Un modello friulano presentato a ExpoAid
La partecipazione dell’ateneo udinese nasce da un invito della ministra per le Disabilità Alessandra Locatelli, arrivato il 21 gennaio durante la presentazione nazionale del progetto ALA. A Rimini la delegazione prende parte a panel e tavoli di lavoro con istituzioni, associazioni e operatori del settore.
Per l’università friulana non si tratta soltanto di una presenza simbolica. Il percorso viene infatti proposto come esperienza già avviata e strutturata, maturata dentro il territorio e sviluppata nel rapporto tra ateneo, famiglie, figure educative e realtà locali.
Perché il tema pesa anche in vista del 2027
L’appuntamento romagnolo si colloca in un momento importante per il sistema italiano.

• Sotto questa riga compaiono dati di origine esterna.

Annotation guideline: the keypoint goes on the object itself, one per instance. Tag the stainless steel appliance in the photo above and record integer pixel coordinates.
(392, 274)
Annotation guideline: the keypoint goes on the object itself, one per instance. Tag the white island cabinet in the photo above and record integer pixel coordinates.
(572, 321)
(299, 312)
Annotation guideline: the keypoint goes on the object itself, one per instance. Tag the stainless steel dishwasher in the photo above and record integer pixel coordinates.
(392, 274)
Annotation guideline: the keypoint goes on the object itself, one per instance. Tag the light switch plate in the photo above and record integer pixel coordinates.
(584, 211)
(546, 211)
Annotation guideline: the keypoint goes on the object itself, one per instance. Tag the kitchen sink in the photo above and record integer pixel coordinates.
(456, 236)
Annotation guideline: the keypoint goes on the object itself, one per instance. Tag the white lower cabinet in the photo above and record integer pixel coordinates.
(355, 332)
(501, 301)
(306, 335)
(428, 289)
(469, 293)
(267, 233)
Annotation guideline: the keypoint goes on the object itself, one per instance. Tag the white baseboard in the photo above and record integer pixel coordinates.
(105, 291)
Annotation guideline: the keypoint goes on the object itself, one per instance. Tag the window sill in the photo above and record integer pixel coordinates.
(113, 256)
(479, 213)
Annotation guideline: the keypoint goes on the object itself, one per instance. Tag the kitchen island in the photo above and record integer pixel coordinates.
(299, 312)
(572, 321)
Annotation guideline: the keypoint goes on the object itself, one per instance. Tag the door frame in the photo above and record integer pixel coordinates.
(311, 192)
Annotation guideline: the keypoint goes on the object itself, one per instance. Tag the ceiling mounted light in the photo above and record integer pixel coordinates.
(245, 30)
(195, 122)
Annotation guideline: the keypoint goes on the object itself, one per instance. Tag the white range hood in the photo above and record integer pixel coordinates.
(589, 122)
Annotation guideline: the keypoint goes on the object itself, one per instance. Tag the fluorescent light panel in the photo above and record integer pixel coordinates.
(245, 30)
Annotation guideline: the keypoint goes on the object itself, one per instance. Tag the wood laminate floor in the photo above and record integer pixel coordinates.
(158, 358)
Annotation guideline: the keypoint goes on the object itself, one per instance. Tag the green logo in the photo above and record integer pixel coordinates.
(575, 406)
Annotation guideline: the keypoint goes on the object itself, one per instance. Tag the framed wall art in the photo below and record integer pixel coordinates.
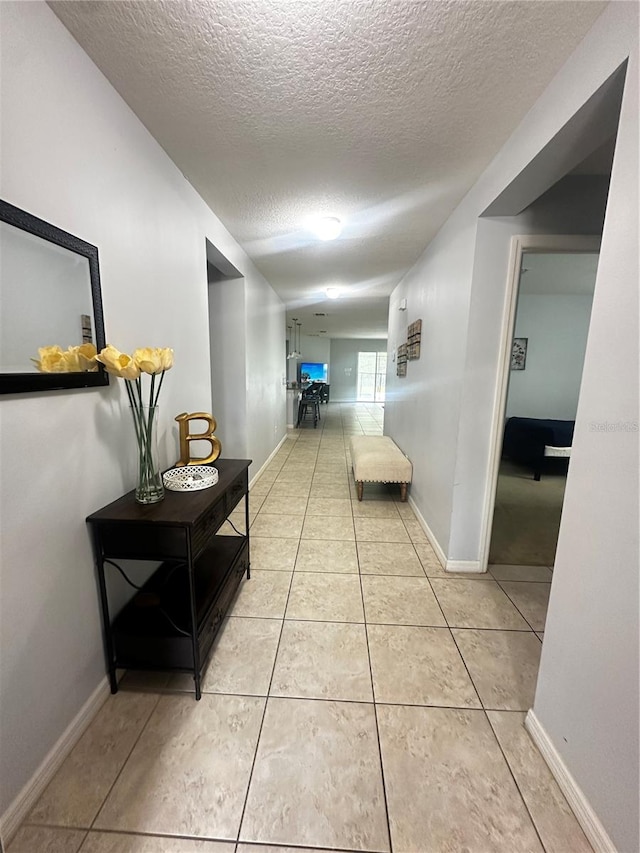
(519, 353)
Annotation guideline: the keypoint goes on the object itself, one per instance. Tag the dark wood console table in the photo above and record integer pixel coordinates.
(171, 622)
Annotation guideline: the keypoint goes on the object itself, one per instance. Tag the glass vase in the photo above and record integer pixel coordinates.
(149, 487)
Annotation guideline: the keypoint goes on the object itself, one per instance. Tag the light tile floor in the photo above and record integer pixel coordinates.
(358, 697)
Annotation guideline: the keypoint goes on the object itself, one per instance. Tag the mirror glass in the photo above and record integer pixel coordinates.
(49, 298)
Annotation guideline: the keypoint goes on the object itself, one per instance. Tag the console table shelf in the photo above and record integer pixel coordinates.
(172, 621)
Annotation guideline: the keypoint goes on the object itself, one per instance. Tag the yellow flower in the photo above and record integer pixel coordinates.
(166, 358)
(153, 359)
(51, 360)
(148, 360)
(118, 363)
(87, 357)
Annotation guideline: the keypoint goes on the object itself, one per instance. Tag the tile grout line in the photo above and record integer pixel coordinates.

Dal 1 gennaio 2027 entrerà infatti in vigore la riforma sulla disabilità prevista dal Decreto Legislativo 62/2024, con un’impostazione che punta a superare una lettura esclusivamente sanitaria o assistenziale.
Il riferimento diventa il modello bio-psico-sociale dell’Organizzazione mondiale della sanità. In questa prospettiva conta il rapporto tra persona e contesto di vita, comprese le barriere presenti o gli strumenti che possono favorire partecipazione, autonomia e diritti.

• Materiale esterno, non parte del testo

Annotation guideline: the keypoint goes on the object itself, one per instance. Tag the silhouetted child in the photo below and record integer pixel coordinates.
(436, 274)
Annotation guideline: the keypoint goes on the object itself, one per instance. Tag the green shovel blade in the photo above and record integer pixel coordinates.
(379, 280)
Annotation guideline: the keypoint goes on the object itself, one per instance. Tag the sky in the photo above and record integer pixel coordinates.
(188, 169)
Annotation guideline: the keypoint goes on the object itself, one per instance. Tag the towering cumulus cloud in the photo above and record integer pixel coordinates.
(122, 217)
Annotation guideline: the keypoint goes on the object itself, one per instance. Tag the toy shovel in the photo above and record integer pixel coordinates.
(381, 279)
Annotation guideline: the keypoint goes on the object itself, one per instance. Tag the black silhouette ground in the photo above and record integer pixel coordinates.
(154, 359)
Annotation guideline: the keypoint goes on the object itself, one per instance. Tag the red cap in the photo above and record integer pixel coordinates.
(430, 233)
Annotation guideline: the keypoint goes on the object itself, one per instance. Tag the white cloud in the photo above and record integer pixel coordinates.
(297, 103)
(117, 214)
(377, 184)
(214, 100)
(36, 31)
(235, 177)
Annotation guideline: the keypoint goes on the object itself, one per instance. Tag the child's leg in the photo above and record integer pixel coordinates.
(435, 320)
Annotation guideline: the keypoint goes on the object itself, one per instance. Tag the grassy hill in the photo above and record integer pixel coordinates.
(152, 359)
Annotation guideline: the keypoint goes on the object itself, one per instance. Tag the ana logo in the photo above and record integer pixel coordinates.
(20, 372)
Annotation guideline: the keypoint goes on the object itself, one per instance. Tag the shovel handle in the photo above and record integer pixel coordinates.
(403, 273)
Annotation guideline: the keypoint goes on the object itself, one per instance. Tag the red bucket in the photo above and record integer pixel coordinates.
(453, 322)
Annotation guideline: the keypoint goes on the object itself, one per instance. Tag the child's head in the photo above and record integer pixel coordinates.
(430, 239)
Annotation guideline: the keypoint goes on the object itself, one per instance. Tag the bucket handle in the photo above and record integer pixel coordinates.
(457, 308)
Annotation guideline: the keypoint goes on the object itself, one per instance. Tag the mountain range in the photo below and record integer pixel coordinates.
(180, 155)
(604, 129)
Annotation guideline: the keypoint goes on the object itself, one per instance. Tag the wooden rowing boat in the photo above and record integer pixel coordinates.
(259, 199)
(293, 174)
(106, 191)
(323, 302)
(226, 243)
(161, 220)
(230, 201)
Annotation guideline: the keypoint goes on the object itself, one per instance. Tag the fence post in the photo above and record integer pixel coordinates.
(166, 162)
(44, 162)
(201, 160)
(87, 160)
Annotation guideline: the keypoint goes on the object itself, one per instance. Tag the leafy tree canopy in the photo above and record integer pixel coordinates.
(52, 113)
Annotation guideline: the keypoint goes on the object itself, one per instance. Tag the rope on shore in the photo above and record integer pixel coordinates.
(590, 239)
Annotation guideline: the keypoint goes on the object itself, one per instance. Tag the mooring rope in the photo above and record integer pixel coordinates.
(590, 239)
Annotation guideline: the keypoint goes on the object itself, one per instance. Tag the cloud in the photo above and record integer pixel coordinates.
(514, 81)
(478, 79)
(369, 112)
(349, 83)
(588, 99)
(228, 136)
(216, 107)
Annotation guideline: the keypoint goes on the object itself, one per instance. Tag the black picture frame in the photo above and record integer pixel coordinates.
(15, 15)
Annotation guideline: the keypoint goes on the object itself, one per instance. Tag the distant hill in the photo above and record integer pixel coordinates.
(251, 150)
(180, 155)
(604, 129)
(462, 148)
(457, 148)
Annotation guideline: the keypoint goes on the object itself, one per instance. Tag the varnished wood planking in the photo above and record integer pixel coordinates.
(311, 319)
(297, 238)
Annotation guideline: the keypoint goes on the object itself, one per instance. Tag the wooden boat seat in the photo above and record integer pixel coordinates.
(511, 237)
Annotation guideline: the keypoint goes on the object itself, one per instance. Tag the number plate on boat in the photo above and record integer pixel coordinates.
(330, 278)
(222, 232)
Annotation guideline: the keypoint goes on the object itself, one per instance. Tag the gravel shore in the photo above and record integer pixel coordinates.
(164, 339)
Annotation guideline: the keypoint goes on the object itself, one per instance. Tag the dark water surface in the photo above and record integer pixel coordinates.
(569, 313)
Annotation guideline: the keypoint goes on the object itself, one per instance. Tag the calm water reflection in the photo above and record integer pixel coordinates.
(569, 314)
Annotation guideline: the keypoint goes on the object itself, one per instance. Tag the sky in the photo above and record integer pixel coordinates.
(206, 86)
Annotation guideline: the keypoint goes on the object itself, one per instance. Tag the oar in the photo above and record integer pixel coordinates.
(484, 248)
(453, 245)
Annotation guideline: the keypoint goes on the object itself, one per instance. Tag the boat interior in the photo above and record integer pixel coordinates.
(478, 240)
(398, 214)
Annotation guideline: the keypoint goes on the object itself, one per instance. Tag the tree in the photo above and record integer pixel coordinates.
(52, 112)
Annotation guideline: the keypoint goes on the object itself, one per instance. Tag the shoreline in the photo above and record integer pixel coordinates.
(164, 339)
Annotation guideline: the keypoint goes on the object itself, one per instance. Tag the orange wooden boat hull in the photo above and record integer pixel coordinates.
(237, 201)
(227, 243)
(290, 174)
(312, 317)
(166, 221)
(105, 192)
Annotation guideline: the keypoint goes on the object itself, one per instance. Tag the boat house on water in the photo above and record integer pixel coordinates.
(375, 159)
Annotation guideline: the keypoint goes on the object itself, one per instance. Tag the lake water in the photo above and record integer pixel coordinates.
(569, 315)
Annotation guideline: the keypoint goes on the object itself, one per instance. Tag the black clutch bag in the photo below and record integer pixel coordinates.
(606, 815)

È dentro questo quadro che l’esperienza avviata a Udine assume un rilievo particolare, perché mette al centro il progetto di vita individuale e il passaggio concreto dalla scuola a percorsi formativi più avanzati.
Che cosa propone l’Accademia delle Libere Abilità
ALA, acronimo di Accademia delle Libere Abilità, è stata pensata per i giovani adulti con disabilità che terminano il percorso scolastico e cercano nuove opportunità di crescita. L’idea di fondo è che anche dopo il diploma debba esistere un accesso reale a esperienze universitarie e di alta formazione.
Il modello sviluppato dall’Università di Udine punta a costruire una rete attorno agli studenti, con strumenti didattici accessibili, ambienti flessibili e una collaborazione costante con il territorio. Tra gli sbocchi indicati c’è anche l’inserimento lavorativo, con attenzione alle industrie culturali e creative.
Secondo quanto riferito dall’ateneo, il percorso messo a punto in Friuli può offrire spunti utili anche oltre i confini regionali, sia per l’organizzazione delle attività sia per il legame tra formazione e futuro professionale.
Le valutazioni dell’ateneo udinese
Il rettore Angelo Montanari ha definito ALA un progetto su cui l’università ha investito fin dall’inizio, collegandolo alla responsabilità sociale e civile dell’ateneo verso la comunità. Per Montanari, l’invito ricevuto rappresenta un riconoscimento del lavoro sviluppato e della sua qualità, anche in vista del nuovo assetto normativo che entrerà in vigore nel 2027.
Antonina Dattolo, delegata del rettore al Public Engagement e referente del progetto, ha sottolineato che l’esperienza udinese mette insieme accessibilità dei linguaggi, flessibilità dei contesti formativi, rapporto con le famiglie e collaborazione con il territorio. Ha inoltre ricordato la sinergia con Fondazione Radio Magica ETS come parte del percorso costruito.
Fino alla chiusura di ExpoAid, la delegazione friulana continuerà a partecipare agli incontri in programma a Rimini, portando nel dibattito nazionale un’esperienza nata a Udine e costruita attorno a inclusione, formazione e prospettive di autonomia.